IBM Cloud Docs
Using mirroring

Using mirroring

Mirroring enables messages in one service instance to be copied continually to a second instance, allowing disaster recovery scenarios to be implemented easily. This feature improves resilience because if a service instance becomes unavailable, applications can, without change, reconnect to the second instance and continue their normal operation, by using the same credentials, authorizations, and topic definitions. This feature is provided as a fully managed capability.

This feature is only available for service instances that use the Enterprise plan.

The current features are:

  • Mirror topics and consumer groups between two Event Streams service instances.
  • SLA of 99.99% availability, consistent with the Event Streams service.
  • Monitoring by using IBM Cloud® Monitoring.

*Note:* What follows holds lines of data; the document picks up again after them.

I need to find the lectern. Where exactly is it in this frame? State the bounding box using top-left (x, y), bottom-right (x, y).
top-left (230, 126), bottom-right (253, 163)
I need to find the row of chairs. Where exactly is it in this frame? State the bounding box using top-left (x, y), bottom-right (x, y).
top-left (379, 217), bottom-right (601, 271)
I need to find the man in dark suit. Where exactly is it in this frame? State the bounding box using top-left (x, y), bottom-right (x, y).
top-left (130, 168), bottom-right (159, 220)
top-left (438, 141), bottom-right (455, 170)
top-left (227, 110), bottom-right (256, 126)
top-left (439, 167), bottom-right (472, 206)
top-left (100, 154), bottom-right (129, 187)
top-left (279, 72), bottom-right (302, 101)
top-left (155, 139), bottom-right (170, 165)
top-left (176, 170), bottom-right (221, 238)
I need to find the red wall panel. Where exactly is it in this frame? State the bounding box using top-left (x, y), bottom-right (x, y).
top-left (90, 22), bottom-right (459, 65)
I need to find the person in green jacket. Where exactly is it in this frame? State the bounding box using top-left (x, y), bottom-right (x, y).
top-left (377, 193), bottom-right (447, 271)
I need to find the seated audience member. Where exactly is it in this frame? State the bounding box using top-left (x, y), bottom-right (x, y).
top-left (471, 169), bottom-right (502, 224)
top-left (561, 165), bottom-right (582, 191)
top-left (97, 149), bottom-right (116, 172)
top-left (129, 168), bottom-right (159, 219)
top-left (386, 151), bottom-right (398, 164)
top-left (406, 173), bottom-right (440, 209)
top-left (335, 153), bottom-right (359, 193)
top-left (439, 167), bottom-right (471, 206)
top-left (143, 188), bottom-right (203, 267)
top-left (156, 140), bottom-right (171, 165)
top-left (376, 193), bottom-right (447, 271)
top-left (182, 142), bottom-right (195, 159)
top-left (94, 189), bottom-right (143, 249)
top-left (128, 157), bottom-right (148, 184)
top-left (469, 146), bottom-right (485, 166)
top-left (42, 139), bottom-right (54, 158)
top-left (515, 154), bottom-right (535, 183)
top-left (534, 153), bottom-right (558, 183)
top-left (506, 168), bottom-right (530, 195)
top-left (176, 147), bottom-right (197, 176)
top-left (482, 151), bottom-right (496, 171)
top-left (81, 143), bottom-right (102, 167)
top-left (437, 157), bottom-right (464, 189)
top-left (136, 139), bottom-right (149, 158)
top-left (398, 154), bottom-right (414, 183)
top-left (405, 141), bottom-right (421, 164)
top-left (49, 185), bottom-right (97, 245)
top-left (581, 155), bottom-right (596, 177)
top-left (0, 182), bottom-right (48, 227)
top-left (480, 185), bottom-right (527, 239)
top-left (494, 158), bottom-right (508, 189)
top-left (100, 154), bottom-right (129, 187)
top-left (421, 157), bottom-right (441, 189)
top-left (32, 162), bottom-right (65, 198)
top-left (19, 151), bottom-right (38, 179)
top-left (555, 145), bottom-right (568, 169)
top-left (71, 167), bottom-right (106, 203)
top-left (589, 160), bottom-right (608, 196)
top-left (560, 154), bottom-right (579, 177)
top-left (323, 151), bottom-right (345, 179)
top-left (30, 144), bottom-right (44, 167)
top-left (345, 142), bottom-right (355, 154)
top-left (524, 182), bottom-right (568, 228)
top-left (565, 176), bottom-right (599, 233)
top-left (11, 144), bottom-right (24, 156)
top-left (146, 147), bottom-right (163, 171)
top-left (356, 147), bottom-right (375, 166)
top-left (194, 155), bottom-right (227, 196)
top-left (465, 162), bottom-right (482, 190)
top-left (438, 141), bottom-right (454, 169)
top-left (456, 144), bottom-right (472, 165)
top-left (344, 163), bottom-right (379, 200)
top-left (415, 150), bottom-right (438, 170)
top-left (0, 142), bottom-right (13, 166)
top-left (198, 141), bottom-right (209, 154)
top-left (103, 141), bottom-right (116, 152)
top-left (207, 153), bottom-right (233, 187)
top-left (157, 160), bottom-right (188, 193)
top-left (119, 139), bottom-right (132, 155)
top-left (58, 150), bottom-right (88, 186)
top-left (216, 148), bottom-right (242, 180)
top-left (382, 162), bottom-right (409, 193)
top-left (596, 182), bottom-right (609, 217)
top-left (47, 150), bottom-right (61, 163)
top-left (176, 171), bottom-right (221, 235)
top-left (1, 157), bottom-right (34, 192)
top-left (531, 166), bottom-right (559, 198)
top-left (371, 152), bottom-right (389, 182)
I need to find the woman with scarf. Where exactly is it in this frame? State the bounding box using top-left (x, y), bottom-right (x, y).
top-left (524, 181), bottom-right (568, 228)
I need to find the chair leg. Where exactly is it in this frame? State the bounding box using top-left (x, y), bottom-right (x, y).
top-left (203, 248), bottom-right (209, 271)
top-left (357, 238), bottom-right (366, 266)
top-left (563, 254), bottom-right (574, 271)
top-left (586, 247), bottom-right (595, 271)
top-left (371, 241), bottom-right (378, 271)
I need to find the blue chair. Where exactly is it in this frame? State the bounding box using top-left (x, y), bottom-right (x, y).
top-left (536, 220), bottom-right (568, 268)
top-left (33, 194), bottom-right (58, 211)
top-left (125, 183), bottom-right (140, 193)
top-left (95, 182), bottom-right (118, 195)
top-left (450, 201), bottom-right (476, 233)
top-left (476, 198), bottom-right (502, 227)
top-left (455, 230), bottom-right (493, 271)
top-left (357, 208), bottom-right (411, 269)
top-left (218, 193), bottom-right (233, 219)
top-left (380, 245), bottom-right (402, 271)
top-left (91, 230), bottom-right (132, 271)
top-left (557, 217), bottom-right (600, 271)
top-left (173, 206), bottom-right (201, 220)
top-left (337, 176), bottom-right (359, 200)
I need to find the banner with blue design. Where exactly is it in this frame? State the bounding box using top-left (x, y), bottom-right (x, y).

The current limitations are:

  • Unidirectional.

Before you start mirroring, consider the following points:

  • For seamless switchover, applications are to follow the coding guidelines.
  • Capacity planning

To enable mirroring, see Mirroring setup guide.

Mirroring overview

Mirroring of selected topics happens between two clusters and is unidirectional, meaning data is mirrored in one direction from a single source cluster to a single target cluster. Each cluster has a mirroring alias. In this document, A is used for the source cluster alias and B for the target cluster alias. The aliases are configurable when mirroring is enabled, so for example, they could be "us-south" and "us-east".

A topic called mytopic from the source cluster (A) appears on the target cluster (B) as mytopic.A indicating it originates from A. This type of topic is called a remote topic because it originates from the remote (source) cluster. In contrast, any topics that are directly created on the target cluster by users are called local topics.

To select which topics are mirrored, a regular expression pattern can be configured by using Mirroring User Controls.

To allow consumer groups to switch between clusters, special topics are used to mirror consumer group offsets. These topics are named A.checkpoints.internal, where A is the alias of the source cluster. For example, us-east.checkpoints.internal. Consumers need to access these topics to seamlessly switch between clusters.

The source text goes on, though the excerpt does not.